After telling them some about how the course will work, I next discuss the research projects. I tell them that they will be doing such a project so they can get a feeling for what it is like to do mathematical research more similar to what a mathematician does. I explicitly point out that most of the problems they have ever been assigned, they have been given about a week (or maybe two) to do. I then mention that I was given my first research question in mathematics 15 years ago, and that I still haven't solved it - but that I have written 3 papers on it. This allows me to talk about the nature of mathematical research, how you don't know if you will solve your research problem, but that if you attack the problem mathematically, you should get some worthwhile mathematical understanding out of it.

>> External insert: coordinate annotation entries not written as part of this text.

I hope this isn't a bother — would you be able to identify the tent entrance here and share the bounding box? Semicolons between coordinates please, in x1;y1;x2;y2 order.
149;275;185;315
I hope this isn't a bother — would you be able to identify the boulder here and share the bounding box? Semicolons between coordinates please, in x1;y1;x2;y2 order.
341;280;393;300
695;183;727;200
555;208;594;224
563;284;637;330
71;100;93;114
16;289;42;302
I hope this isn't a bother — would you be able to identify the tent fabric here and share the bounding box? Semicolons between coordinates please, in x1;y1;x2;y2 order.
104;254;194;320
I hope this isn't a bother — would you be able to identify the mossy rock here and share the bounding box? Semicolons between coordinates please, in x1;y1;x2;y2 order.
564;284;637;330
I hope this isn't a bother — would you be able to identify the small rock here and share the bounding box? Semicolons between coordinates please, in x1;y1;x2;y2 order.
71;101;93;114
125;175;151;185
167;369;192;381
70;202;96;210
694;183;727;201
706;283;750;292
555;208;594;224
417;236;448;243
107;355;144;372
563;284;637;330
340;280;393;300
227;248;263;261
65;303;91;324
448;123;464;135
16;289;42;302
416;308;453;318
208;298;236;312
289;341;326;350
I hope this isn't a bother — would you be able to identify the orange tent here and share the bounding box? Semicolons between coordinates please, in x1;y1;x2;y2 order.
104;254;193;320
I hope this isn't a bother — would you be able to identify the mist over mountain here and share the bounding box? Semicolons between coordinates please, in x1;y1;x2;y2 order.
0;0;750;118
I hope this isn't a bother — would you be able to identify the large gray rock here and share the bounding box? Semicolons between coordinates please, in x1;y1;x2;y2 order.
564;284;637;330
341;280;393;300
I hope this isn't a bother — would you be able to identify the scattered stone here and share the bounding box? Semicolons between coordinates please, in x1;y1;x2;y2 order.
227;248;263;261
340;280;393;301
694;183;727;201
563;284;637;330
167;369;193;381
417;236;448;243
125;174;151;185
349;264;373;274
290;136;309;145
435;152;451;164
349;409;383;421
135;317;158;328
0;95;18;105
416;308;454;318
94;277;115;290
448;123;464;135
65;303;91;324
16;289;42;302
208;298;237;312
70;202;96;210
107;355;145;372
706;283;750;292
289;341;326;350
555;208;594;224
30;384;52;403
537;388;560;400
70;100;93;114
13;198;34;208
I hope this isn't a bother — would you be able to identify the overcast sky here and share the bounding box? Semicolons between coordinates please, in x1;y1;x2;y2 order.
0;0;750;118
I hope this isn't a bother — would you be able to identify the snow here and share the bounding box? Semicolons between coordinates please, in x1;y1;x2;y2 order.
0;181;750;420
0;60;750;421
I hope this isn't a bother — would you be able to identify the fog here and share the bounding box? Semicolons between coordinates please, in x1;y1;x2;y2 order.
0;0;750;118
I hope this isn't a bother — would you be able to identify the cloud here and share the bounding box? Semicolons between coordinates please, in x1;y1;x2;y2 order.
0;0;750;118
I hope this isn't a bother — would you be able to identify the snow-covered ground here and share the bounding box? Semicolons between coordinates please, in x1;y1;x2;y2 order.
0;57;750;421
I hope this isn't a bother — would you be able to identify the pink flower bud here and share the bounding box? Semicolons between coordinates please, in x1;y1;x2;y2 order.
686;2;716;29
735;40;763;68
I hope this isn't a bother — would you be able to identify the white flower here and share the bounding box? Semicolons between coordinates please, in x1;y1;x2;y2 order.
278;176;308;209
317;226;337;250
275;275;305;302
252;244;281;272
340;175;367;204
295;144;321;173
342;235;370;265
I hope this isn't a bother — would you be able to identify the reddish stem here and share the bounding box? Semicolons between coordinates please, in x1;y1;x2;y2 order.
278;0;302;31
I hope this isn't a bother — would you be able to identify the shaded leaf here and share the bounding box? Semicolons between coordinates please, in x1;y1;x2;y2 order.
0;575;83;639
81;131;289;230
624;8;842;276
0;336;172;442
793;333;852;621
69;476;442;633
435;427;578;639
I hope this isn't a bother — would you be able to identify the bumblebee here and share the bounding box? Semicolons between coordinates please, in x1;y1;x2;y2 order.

After a little more time spent on student questions, I then enter into the first class topic, fractions and rational numbers. I start this day with a discussion of what we mean by 1/2. The key point to be made here is that we mean many different things. If this discussion goes well, I will be able to get the students to suggest, one of two, the midpoint of a line of length 1 (or something of this sort), the decimal .5, and a pie with half of it shaded in. Usually, I have to push the students to suggest that we also mean 2/4, 3/6, etc. At this point, I can begin the discussion of what do we mean by a number, and in particular, set the course up since from these meanings we have the rational numbers, number as length, and number as decimal, all of which are sections of the course.

Once this is completed, we then end the day by talking about rational numbers as equivalence classes of fractions. This lecture is mostly intended to set the tone in the class. I want the students to start by feeling comfortable in throwing out ideas, and I want them to see that something as simple as 1/2 can lead to something complicated. (Thus, I usually discuss the problem of proving that the relation on ordered pairs of non-zero integers (a,b)~(c,d) if and only if ad=bc usually is a tough one for students to show is an equivalence relation).